How times have changed.
Modern technology has changed the rules and revolutionised how news is covered, consumed and disseminated. Not only is the formula changing but the model for survival is no longer a cookie-cutter approach. What will happen pivots in part on whether the news industry can move into the more lucrative areas of digital advertising, particularly using consumer data to target ads, persuading major legacy advertisers to also advertise online and moving into new revenue streams.
At last year’s business media luncheon, we focused on the Rise of Digital Media and its Impact on Mainstream Journalism which gave an insight into how quickly the digital media landscape is changing.
This year, Rethinking Media Business Models: Navigating the New Abnormal is appropriate because there is nothing normal about today’s news landscape. You have citizens taking to social media to cover the news themselves, fake news, declining revenues, reduced staff, on-line news and mobile streams competing with traditional media. It’s a minefield to navigate.
A study of advertising in US news by the Pew Research Center’s Project for Excellence in Journalism finds that, currently, even the top news websites in the US have had little success getting advertisers from traditional platforms to move online.
The digital advertising they do get appears to be standard ads that are available across many websites. And with only a handful of exceptions, the ads on news sites tend not to be targeted based on the interests of users, the strategy that many experts consider key to the future of digital revenue.

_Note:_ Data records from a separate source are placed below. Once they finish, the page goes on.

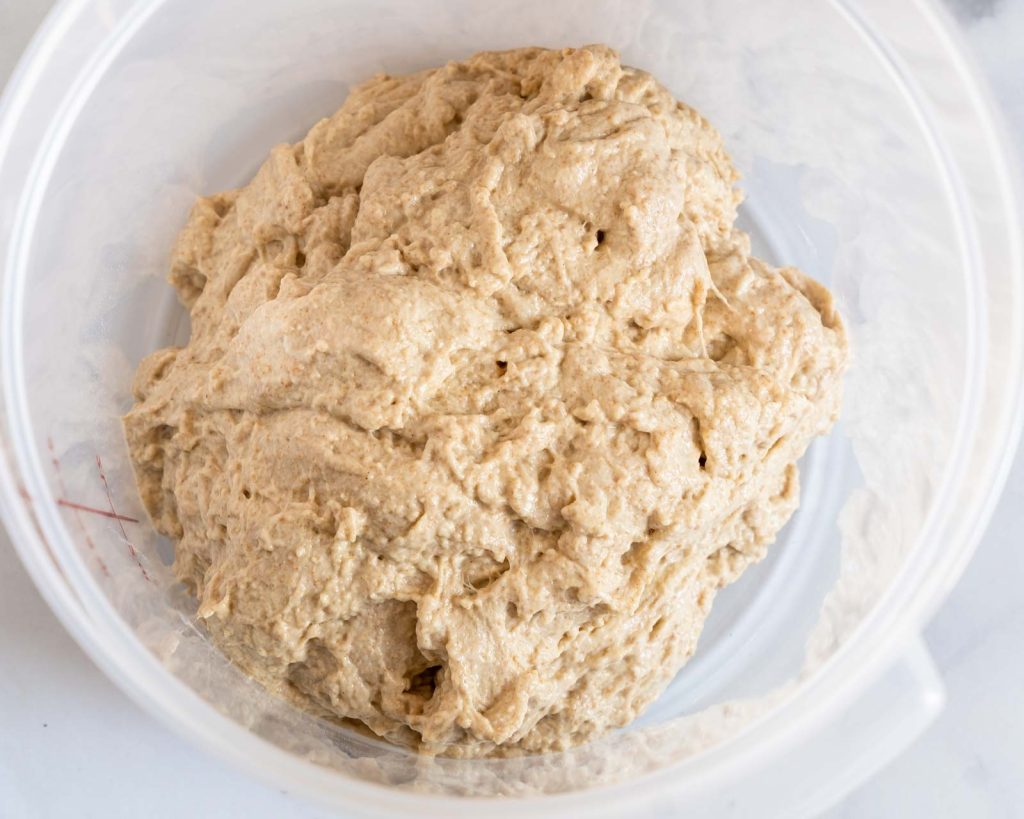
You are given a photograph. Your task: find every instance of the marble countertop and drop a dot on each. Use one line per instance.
(72, 744)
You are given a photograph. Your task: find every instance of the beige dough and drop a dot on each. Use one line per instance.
(484, 398)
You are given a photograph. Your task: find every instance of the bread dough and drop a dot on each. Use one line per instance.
(484, 398)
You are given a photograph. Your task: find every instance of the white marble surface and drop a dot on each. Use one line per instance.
(72, 744)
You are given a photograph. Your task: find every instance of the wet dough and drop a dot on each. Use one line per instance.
(484, 398)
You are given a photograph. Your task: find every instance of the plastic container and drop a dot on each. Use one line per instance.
(871, 160)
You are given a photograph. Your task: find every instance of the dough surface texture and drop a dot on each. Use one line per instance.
(485, 397)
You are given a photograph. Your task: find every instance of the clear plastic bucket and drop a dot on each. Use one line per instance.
(870, 159)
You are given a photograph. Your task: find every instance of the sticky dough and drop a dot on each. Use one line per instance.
(485, 397)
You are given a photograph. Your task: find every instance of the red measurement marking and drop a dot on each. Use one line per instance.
(120, 519)
(94, 511)
(78, 518)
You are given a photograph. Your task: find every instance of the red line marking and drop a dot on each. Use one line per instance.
(78, 518)
(93, 510)
(120, 519)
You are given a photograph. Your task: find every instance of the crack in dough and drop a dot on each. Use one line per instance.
(484, 398)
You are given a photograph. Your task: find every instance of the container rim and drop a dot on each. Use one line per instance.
(98, 629)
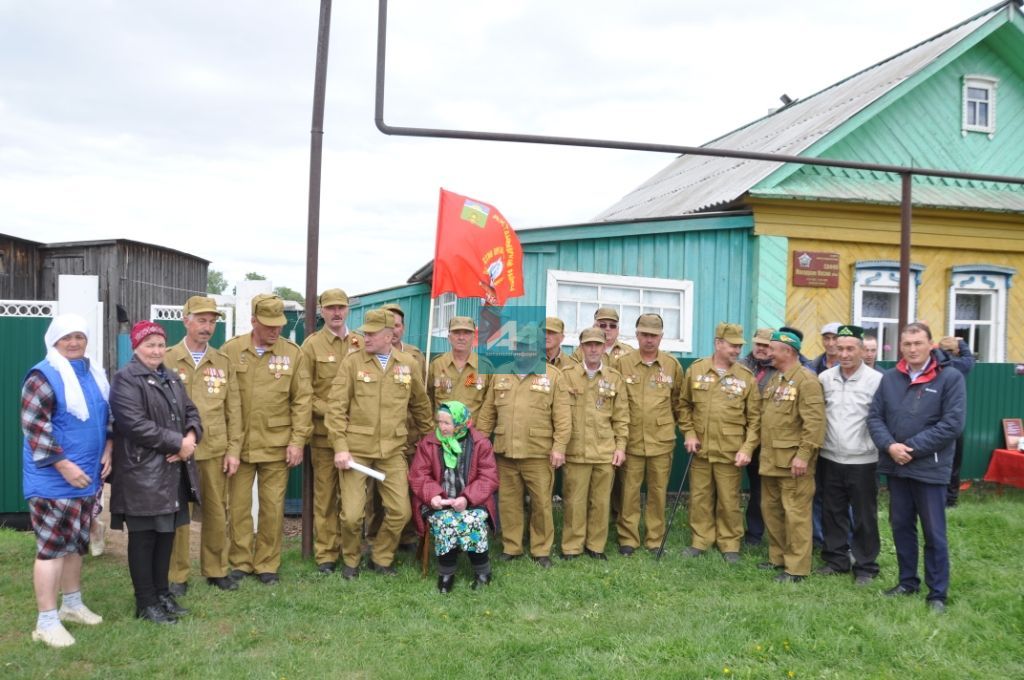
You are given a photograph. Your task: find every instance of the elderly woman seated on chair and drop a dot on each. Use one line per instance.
(454, 478)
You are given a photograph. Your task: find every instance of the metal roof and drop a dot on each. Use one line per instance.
(691, 183)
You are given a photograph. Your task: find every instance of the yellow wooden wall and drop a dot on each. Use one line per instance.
(940, 240)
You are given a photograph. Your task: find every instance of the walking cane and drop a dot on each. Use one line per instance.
(675, 506)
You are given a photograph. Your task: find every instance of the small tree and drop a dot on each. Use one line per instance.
(215, 282)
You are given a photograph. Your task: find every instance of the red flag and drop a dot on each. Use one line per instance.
(476, 254)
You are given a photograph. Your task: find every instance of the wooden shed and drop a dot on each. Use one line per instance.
(132, 275)
(19, 261)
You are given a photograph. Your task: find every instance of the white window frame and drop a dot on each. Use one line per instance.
(684, 288)
(982, 83)
(444, 310)
(985, 280)
(882, 277)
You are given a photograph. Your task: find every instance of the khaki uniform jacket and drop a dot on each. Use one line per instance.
(325, 351)
(723, 413)
(654, 402)
(613, 354)
(369, 407)
(446, 383)
(530, 417)
(793, 421)
(600, 415)
(275, 397)
(213, 387)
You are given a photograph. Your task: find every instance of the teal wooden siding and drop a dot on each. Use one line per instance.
(923, 127)
(718, 261)
(771, 256)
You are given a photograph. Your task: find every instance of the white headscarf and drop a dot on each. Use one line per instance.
(59, 327)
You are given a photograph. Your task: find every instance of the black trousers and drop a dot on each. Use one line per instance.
(845, 486)
(148, 560)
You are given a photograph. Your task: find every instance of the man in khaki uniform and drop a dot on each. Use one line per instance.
(324, 352)
(606, 319)
(553, 337)
(600, 429)
(720, 420)
(211, 384)
(373, 394)
(273, 380)
(531, 420)
(374, 509)
(456, 375)
(652, 380)
(793, 428)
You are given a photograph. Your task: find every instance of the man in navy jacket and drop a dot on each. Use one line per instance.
(915, 417)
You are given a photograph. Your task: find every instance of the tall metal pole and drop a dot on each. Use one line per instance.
(905, 209)
(312, 243)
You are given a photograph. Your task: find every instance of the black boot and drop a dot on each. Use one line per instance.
(171, 605)
(156, 613)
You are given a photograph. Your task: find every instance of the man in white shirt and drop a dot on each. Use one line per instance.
(848, 462)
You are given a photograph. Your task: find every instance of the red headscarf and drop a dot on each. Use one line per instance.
(143, 330)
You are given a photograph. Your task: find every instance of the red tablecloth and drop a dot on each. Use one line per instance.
(1007, 467)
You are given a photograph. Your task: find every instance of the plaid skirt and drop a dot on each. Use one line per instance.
(61, 525)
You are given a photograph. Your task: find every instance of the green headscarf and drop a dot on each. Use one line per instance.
(452, 447)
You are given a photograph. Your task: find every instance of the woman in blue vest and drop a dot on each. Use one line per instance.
(156, 429)
(66, 457)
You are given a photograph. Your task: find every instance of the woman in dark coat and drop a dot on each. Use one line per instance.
(156, 429)
(454, 478)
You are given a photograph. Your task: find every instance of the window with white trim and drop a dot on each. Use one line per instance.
(979, 104)
(574, 296)
(443, 312)
(978, 309)
(876, 302)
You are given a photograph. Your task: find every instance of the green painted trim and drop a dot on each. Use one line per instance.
(768, 289)
(818, 149)
(640, 227)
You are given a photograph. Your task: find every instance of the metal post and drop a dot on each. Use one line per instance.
(905, 210)
(312, 243)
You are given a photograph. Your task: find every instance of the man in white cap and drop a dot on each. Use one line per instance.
(829, 356)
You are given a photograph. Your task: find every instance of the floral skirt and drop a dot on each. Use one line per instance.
(466, 529)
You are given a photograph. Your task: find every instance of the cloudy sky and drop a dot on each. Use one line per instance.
(185, 123)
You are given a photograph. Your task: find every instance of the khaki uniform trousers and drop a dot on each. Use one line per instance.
(637, 469)
(180, 562)
(327, 518)
(271, 482)
(785, 505)
(586, 499)
(516, 477)
(394, 498)
(716, 516)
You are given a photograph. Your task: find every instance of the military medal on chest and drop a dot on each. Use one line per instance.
(213, 378)
(280, 365)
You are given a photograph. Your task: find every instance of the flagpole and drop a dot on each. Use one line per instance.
(430, 335)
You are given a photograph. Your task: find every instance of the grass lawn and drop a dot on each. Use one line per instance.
(621, 619)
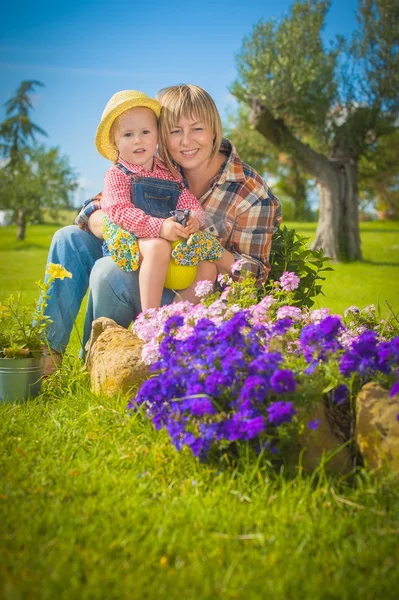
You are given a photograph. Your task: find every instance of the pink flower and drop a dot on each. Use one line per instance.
(237, 265)
(203, 288)
(289, 281)
(292, 312)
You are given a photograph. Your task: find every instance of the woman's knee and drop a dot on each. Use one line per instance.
(156, 248)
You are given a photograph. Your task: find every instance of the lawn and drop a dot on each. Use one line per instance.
(97, 504)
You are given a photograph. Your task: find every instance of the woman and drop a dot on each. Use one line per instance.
(240, 211)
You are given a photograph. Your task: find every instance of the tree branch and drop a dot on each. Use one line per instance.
(277, 133)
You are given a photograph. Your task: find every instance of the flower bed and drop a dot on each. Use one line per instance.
(227, 370)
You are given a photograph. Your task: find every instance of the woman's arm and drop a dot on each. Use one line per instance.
(95, 223)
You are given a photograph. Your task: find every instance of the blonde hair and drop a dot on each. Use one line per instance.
(191, 101)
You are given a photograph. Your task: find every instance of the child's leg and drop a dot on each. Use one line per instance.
(154, 261)
(206, 271)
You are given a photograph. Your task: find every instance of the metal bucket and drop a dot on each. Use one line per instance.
(20, 378)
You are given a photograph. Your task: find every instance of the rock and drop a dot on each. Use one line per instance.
(113, 358)
(315, 444)
(377, 427)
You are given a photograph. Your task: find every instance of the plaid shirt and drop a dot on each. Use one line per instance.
(117, 204)
(240, 210)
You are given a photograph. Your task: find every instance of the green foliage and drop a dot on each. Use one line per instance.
(292, 185)
(97, 504)
(23, 327)
(32, 178)
(40, 180)
(18, 131)
(379, 174)
(287, 68)
(290, 252)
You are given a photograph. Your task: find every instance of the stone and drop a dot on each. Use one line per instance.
(319, 443)
(377, 426)
(113, 359)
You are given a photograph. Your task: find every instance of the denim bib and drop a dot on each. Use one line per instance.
(155, 197)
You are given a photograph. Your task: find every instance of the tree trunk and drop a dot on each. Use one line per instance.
(21, 224)
(338, 227)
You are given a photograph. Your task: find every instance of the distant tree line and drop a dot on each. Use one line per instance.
(33, 179)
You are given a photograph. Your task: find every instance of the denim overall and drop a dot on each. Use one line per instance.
(155, 197)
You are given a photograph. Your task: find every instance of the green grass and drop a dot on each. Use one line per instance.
(96, 504)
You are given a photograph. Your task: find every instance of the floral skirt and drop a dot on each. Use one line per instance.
(123, 248)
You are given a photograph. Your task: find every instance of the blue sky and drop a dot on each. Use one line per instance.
(85, 51)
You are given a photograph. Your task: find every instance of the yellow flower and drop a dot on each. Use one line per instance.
(58, 272)
(4, 312)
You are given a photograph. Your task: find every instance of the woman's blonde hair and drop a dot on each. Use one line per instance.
(186, 100)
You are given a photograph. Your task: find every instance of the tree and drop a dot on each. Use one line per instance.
(292, 185)
(379, 175)
(325, 107)
(31, 178)
(17, 131)
(41, 180)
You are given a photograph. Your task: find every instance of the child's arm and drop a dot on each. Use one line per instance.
(197, 216)
(117, 204)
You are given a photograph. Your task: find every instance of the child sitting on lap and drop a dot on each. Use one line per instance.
(140, 194)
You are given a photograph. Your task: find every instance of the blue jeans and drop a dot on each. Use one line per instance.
(113, 292)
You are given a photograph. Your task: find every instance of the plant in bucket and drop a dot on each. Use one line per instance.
(23, 341)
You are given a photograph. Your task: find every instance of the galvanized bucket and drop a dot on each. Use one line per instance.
(20, 378)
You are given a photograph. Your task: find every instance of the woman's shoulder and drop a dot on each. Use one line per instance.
(164, 172)
(247, 183)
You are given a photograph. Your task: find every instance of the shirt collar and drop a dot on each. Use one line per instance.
(232, 169)
(139, 170)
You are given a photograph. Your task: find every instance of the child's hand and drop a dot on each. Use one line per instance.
(172, 231)
(192, 225)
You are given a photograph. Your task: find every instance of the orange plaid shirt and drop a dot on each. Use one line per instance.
(242, 212)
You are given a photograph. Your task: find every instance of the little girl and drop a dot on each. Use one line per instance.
(140, 194)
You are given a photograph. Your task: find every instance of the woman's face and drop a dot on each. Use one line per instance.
(190, 143)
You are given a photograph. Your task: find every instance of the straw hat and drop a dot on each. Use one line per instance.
(118, 104)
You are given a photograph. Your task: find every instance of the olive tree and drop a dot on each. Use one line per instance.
(325, 106)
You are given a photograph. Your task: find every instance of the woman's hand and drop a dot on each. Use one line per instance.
(192, 225)
(172, 231)
(95, 223)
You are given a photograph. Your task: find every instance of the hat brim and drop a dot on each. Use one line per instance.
(103, 141)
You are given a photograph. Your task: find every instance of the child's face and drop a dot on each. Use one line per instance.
(136, 136)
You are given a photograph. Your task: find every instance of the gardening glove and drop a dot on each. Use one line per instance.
(200, 246)
(121, 245)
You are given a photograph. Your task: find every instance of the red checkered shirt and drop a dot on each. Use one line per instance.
(117, 204)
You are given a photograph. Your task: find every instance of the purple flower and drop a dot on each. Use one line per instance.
(339, 394)
(203, 288)
(394, 389)
(282, 325)
(254, 389)
(281, 412)
(173, 323)
(283, 381)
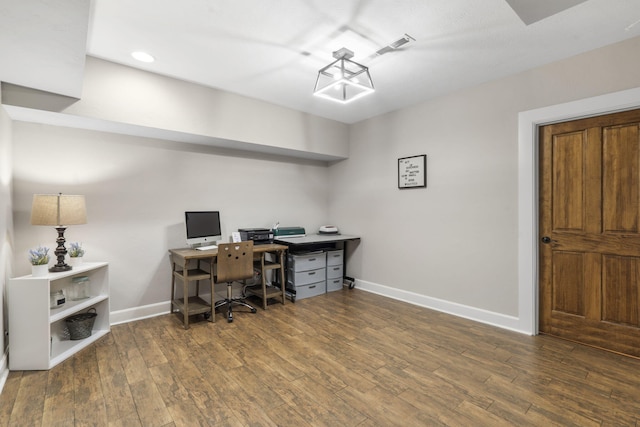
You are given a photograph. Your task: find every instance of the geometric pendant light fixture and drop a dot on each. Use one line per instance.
(343, 80)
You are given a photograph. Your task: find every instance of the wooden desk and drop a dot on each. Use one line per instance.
(183, 268)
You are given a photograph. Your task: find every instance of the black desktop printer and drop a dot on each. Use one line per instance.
(258, 235)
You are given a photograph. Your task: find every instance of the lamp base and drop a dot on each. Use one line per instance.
(58, 268)
(60, 252)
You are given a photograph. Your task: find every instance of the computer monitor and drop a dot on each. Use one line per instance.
(203, 227)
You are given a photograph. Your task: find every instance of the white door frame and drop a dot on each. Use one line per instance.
(528, 123)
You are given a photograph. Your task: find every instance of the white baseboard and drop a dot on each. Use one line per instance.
(477, 314)
(472, 313)
(138, 313)
(4, 369)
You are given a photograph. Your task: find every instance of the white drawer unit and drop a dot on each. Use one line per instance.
(308, 261)
(311, 290)
(335, 270)
(335, 257)
(305, 277)
(307, 274)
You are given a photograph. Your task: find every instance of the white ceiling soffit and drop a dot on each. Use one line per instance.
(531, 11)
(271, 50)
(43, 44)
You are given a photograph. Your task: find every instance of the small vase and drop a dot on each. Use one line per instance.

Overall, the analysis finds that while news organisations have tried to persuade their advertisers to buy space across multiple platforms, there was little evidence that they had succeeded. The kinds of products and services being advertised online were quite different from legacy platforms. So where does that leave us?
The fact is media houses are grappling with the reality that they either adapt, evolve or face extinction. One thing is certain, there is no magic digital carpet to ride.
Like it or not, digital and social media transformed the way journalists work.
There is no denying the speed, immediacy, consumption and audience reach which digital and social media are driving. But the idea that traditional newspapers or the traditional mission of newspapers is becoming archaic is incorrect.
What does all this mean for our mainstream media? You still need to manage costs, grow revenue and profits, and deliver and package content that keeps your audience engaged. And all this while maintaining your credibility.
Never before in human history has so much information been available to so many people, so quickly.
People crave information, it is human nature and our democracy thrives on it. But it’s fair to ask what kind of information. What role will media play in its dissemination? Can legacy media adapt so that legacy doesn’t come to mean extinct?